Und jetzt kommt mein Lieblingsteil, der Teil, den man in Polizeischulen als Fallstudie verwenden sollte, unter dem Titel: „Warum Schnee dein schlimmster Feind ist.“ Die beiden machten sich aus dem Staub. Flucht! Freiheit! Erfolg! Dachten sie. Aber der Schnee dachte anders. Der Schnee sagte: „Nicht mit mir.“

Denn während die beiden rannten, liefen, stapften, trampelten – hinterließen sie perfekte Schuhabdrücke im Schnee. So klar, so deutlich, so schön, dass man fast applaudieren möchte. Es war kein Spurensuchen, es war Spurenspazieren. Die Polizei musste nicht kombinieren, nicht rätseln, nicht einmal nachdenken. Sie folgte einfach den Fußspuren. Schritt für Schritt. Wie bei einer Schatzkarte. X markiert den Parkplatz.

Und dort stand es: Das Fluchtfahrzeug. Direkt am Ende der Schneespur. Kein Umweg. Kein Richtungswechsel. Kein Versuch, klug zu sein.
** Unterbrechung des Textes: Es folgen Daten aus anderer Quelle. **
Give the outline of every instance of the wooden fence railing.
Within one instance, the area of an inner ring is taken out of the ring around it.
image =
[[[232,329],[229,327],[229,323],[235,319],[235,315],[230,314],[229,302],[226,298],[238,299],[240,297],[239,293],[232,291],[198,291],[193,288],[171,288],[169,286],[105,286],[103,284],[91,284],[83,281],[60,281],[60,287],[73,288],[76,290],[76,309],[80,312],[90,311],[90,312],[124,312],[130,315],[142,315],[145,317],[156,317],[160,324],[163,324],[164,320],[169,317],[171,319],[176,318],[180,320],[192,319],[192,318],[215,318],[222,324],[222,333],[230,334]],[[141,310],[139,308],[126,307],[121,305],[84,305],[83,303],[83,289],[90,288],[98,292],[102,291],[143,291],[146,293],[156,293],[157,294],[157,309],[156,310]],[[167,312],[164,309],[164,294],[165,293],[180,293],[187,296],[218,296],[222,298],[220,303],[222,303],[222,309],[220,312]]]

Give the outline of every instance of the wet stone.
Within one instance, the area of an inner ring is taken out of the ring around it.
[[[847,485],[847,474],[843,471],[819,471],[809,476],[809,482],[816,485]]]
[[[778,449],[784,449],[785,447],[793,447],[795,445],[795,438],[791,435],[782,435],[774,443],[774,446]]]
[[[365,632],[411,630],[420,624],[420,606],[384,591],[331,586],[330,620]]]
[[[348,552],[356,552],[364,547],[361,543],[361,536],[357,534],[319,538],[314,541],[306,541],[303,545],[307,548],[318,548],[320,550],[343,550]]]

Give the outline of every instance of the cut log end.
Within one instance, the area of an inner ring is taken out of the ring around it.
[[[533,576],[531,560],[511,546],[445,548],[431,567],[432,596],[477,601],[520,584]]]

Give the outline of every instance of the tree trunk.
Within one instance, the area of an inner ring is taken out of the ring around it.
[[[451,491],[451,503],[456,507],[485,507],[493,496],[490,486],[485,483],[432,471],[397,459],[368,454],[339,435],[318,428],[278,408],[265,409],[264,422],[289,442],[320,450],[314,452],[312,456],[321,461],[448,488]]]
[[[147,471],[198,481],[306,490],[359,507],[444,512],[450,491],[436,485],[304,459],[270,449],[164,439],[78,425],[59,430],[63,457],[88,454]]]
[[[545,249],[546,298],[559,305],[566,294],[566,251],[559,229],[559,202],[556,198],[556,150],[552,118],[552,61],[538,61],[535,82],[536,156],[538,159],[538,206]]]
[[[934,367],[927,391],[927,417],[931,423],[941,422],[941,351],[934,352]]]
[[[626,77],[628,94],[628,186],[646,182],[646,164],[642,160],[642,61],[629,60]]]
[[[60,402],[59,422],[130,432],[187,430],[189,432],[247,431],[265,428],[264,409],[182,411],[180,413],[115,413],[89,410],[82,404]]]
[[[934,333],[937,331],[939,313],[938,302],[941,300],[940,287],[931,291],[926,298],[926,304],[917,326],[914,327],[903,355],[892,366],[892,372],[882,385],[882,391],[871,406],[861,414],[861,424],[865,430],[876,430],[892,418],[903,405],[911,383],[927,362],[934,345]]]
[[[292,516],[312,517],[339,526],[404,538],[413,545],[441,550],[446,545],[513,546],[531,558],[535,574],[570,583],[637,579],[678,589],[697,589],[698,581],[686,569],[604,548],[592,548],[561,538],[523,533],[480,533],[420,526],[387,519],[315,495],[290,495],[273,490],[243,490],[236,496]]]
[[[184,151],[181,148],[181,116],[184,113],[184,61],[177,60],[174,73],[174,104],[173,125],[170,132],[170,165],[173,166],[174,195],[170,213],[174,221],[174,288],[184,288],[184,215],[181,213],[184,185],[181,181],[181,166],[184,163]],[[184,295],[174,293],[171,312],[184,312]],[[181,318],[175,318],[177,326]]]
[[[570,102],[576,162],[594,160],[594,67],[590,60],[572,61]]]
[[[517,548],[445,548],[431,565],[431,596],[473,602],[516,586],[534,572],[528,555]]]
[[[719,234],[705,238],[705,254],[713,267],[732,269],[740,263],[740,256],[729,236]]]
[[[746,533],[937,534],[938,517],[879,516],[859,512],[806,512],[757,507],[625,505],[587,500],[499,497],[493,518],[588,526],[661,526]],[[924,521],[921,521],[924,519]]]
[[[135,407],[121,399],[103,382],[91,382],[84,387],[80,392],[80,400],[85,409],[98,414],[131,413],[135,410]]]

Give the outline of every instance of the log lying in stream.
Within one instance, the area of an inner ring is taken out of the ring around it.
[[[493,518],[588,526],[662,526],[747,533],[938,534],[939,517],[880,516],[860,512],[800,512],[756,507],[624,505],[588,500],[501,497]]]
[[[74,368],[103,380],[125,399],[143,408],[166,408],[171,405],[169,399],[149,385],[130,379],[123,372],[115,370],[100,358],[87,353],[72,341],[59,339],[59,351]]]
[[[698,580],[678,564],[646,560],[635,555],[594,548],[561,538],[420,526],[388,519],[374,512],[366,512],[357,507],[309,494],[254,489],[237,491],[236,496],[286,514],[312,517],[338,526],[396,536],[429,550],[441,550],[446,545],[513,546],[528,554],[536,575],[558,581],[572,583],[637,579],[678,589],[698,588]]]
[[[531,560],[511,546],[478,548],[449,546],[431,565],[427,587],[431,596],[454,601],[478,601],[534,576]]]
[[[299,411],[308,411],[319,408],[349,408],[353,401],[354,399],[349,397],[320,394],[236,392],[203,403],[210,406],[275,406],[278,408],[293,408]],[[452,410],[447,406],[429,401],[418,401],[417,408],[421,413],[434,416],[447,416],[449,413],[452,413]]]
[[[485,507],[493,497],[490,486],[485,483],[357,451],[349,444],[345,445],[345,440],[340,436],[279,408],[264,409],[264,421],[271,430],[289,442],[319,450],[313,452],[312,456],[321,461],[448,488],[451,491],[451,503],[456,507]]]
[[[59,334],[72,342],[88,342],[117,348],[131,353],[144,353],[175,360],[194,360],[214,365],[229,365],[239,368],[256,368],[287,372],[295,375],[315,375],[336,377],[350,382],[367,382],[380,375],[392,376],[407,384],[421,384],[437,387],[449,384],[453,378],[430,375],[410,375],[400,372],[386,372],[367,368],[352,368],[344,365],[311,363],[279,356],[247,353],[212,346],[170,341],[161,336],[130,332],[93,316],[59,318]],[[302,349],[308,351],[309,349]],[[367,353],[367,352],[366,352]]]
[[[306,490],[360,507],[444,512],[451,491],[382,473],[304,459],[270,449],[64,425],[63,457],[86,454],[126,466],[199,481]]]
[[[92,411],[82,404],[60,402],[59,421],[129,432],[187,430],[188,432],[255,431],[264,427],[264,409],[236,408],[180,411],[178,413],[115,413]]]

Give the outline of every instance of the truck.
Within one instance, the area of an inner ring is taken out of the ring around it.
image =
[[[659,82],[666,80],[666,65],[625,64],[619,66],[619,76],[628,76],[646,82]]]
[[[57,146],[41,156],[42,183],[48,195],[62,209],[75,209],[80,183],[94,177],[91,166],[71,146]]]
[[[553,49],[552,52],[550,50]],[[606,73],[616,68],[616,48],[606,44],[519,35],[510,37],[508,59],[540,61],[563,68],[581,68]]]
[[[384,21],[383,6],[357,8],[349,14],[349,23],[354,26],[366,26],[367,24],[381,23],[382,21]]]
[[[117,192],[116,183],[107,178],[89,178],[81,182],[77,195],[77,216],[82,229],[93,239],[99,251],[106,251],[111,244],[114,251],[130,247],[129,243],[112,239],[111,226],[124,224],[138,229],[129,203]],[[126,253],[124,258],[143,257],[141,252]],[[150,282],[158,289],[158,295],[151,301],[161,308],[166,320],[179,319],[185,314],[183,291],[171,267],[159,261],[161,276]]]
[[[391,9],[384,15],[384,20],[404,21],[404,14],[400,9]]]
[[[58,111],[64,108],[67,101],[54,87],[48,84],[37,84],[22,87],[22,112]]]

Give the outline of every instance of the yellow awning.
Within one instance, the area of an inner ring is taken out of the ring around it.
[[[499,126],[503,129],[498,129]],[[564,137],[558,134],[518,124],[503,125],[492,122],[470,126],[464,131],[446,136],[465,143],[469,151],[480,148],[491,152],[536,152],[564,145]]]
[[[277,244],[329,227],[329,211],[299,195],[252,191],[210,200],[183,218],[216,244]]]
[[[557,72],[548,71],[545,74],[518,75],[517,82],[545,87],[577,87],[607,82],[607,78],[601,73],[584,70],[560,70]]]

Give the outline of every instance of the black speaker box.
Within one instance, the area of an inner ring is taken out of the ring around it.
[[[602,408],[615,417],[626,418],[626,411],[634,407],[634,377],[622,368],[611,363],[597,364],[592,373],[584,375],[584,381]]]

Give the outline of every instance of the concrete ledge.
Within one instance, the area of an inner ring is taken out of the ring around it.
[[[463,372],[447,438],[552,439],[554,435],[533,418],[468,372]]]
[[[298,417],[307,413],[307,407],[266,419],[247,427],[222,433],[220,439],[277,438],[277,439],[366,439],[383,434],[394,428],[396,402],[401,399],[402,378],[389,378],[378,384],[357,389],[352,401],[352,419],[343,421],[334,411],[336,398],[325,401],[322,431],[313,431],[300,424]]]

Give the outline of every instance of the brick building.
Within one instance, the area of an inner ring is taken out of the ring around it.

Einfach: Spur – Auto – Täter – Beute. Ich sage: Effizienter kann man sich selbst nicht überführen.

Die Beamten entdeckten die beiden jungen Männer samt ihrer frisch ergaunerten Tabakwaren. Ich stelle mir den Moment vor. Ein Polizist schaut auf den Schnee, dann auf das Auto, dann auf die Täter und denkt: „Das war jetzt einfacher als Google Maps.“ Vorläufige Festnahme. Ende der Karriere als Untergrund-Legende.

Jetzt wird wegen schweren Diebstahls ermittelt. Schwerer Diebstahl. Das klingt nach Drama, nach Spannung, nach Krimi. Aber in Wahrheit war es eine Lehrstunde in Sachen Physik und gesunder Menschenverstand. Schnee speichert Informationen. Schnee vergisst nicht. Schnee ist der größte Ermittler seit Sherlock Holmes – nur kälter.

Ich sage das nicht gerne, aber: Das Wetter hat gewonnen. Nicht die Technik, nicht die Taktik, nicht der Einsatz modernster Polizeimethoden – nein. Niederschlag. Flocken. Minusgrade. Ein bisschen weißes Pulver vom Himmel, das sagt: „Ich sehe alles.“

Und was lernen wir daraus, liebe Leser? Erstens: Wenn du einbrechen willst – tu es nicht. Zweitens: Wenn du es trotzdem tust – tu es nicht im Schnee. Drittens: Wenn du es trotzdem im Schnee tust – lauf nicht direkt zu deinem Auto. Und viertens: Wenn du mit einem Gullydeckel arbeitest, hast du ohnehin verloren.

Detmold kann wieder ruhig schlafen. Der Kiosk hat eine neue Geschichte zu erzählen. Die Polizei einen erfolgreichen Einsatz. Und zwei junge Männer eine sehr kalte Erinnerung daran, dass man dem Schnee niemals trauen sollte.

Das war Ronald Tramp. Ich beobachte. Ich analysiere. Und ich sage: Verbrechen mag viele Gesichter haben – aber im Winter tragen sie immer Fußabdrücke.